Five particularly significant discoveries from the great tit study over the last 75 years include that climate change is having clear effects on familiar biological systems and that Birds adjust their behavior plus their reproductive decisions so that they produce optimal traits for their specific circumstances.

It also revealed that individual birds can learn complex behaviors from each other and this can lead to the emergence of cultural differences as well as that evolution can occur over surprisingly small scales in space and time, even in birds.

How social networks connect birds across the whole population, but individual birds adopt very consistent positions in those social networks, was another discovery made as part of the research.

Researchers said they know that climate change is driving large-scale alterations in the timing of seasonal events, affecting plants and animals across the globe.

But researchers at Oxford are keen to know how much does this matter for the survival and reproduction of these organisms and ultimately how they will be affected by climate change?

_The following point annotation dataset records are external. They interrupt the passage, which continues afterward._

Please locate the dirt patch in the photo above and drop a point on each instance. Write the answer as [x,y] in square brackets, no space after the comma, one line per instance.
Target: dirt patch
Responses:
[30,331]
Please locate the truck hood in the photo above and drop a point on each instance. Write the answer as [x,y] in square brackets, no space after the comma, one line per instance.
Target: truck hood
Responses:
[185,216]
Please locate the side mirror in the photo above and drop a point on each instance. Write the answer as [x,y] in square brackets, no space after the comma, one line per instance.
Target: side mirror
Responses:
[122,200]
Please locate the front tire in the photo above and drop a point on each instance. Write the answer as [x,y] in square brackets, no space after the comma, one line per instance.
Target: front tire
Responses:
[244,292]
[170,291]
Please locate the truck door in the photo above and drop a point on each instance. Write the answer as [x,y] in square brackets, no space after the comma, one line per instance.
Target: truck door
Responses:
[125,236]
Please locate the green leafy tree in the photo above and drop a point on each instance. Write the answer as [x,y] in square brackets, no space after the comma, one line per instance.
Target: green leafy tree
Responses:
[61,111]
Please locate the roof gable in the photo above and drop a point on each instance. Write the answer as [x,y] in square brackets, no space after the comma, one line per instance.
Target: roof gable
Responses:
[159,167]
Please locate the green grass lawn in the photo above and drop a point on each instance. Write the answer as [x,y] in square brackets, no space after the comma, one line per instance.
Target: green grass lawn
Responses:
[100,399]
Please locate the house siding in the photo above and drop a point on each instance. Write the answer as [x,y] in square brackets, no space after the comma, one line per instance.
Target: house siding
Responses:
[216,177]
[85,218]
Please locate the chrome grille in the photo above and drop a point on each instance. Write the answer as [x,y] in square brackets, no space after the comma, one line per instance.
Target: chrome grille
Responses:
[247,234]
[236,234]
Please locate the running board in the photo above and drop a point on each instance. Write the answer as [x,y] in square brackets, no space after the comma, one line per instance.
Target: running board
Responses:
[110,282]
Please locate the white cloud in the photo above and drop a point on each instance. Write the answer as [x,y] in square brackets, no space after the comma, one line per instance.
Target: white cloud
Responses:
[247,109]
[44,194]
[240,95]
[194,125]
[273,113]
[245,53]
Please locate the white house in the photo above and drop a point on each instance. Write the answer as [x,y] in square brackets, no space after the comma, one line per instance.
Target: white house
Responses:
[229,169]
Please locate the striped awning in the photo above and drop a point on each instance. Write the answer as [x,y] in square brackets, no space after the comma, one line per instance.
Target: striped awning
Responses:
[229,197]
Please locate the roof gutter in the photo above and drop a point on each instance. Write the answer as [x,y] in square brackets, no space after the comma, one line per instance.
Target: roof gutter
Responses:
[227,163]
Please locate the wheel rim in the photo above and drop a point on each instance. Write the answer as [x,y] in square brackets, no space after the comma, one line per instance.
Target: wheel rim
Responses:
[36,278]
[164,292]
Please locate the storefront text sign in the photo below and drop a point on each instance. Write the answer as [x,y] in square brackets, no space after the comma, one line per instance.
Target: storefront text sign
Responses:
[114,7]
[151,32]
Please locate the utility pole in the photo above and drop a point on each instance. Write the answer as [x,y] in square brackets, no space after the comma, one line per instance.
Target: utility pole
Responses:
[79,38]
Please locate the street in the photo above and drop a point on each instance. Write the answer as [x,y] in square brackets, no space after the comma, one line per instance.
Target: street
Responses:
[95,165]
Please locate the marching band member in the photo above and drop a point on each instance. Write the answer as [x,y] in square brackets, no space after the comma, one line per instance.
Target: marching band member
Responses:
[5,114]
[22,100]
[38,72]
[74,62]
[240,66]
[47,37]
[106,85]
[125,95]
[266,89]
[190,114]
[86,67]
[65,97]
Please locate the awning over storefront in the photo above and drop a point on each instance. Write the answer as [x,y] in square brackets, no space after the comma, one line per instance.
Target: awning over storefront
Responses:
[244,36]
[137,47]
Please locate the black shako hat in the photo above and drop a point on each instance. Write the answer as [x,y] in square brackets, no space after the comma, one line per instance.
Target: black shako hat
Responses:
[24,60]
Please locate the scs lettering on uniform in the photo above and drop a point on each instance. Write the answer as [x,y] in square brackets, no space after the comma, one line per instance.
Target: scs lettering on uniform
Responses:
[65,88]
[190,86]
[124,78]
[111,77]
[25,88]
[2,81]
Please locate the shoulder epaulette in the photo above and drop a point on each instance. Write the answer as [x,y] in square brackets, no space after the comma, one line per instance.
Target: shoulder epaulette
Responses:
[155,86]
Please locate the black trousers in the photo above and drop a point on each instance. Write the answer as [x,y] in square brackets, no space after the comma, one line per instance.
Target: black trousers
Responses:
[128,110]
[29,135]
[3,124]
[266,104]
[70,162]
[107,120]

New research, funded by an ERC Advanced Grant awarded to Professor Sheldon, aims to combine measures of the timing of when leaves are produced for hundreds of thousands of trees across the University of Oxford’s Wytham Woods, with data on insects and birds that rely on these trees for food.

Oxford’s researchers are aiming to work out how much birds are influenced by effects at small and large scales and how these interact in ecological networks.

The researchers at Oxford University’s Department of Zoology hope the next 75 years of study will be as productive and influential as the first seven-and-a-half decades.